El severo velador del conde había guardado silencio durante esta corta escena, como sorprendido de la audacia del mayordomo, y penetrado de la misma idea terrible que había asaltado al conde; sin embargo, no dejó de reconocer que en el estado en que éste se hallaba, acaso aquel paso tenía más de prudente que de audaz, por lo cual trató de poner en la balanza todo su influjo para inclinar al conde a someterse a aquel terrible deber.

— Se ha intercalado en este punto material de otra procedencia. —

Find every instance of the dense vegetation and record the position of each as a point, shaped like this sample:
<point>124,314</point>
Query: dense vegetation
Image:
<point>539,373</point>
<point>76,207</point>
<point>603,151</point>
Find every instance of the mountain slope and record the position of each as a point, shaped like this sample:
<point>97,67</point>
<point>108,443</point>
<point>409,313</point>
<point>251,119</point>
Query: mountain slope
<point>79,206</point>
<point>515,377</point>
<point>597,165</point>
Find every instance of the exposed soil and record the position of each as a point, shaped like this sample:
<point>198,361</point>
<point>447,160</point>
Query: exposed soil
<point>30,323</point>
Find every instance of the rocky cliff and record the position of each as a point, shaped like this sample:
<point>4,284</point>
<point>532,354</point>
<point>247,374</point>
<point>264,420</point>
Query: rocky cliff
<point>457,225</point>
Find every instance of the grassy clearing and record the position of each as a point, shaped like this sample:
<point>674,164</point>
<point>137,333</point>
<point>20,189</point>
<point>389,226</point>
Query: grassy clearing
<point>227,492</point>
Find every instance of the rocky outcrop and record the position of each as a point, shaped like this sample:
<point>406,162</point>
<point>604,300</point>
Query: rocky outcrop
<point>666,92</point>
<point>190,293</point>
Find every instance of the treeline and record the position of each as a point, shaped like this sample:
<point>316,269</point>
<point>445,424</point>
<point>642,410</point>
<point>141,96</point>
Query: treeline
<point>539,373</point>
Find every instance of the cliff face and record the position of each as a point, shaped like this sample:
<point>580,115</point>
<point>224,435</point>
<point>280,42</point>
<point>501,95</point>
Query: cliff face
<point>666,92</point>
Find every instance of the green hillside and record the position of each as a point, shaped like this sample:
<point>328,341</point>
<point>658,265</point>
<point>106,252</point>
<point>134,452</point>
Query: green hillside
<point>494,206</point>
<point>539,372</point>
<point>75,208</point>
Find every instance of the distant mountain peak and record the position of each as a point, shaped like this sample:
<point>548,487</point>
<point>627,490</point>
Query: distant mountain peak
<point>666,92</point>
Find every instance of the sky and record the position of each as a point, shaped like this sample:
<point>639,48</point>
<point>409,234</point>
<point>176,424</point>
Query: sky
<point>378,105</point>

No tardó éste en ceder a los consejos de la amistad y a lo crítico de los momentos, y significando por señas su resignación, dio orden al mayordomo de que abriese cierto bufete, donde hallaría un pliego cerrado que contenía su última voluntad, el cual formalizase con todas las cláusulas necesarias, y él lo firmaría después. -«Pero por Dios (añadió), que nadie se entere de mis secretos hasta después de mi muerte; este amigo (dirigiéndose al incógnito), el mayordomo y el ayuda de cámara, pueden ser los únicos testigos, y les reclamo la observancia de mi encargo.»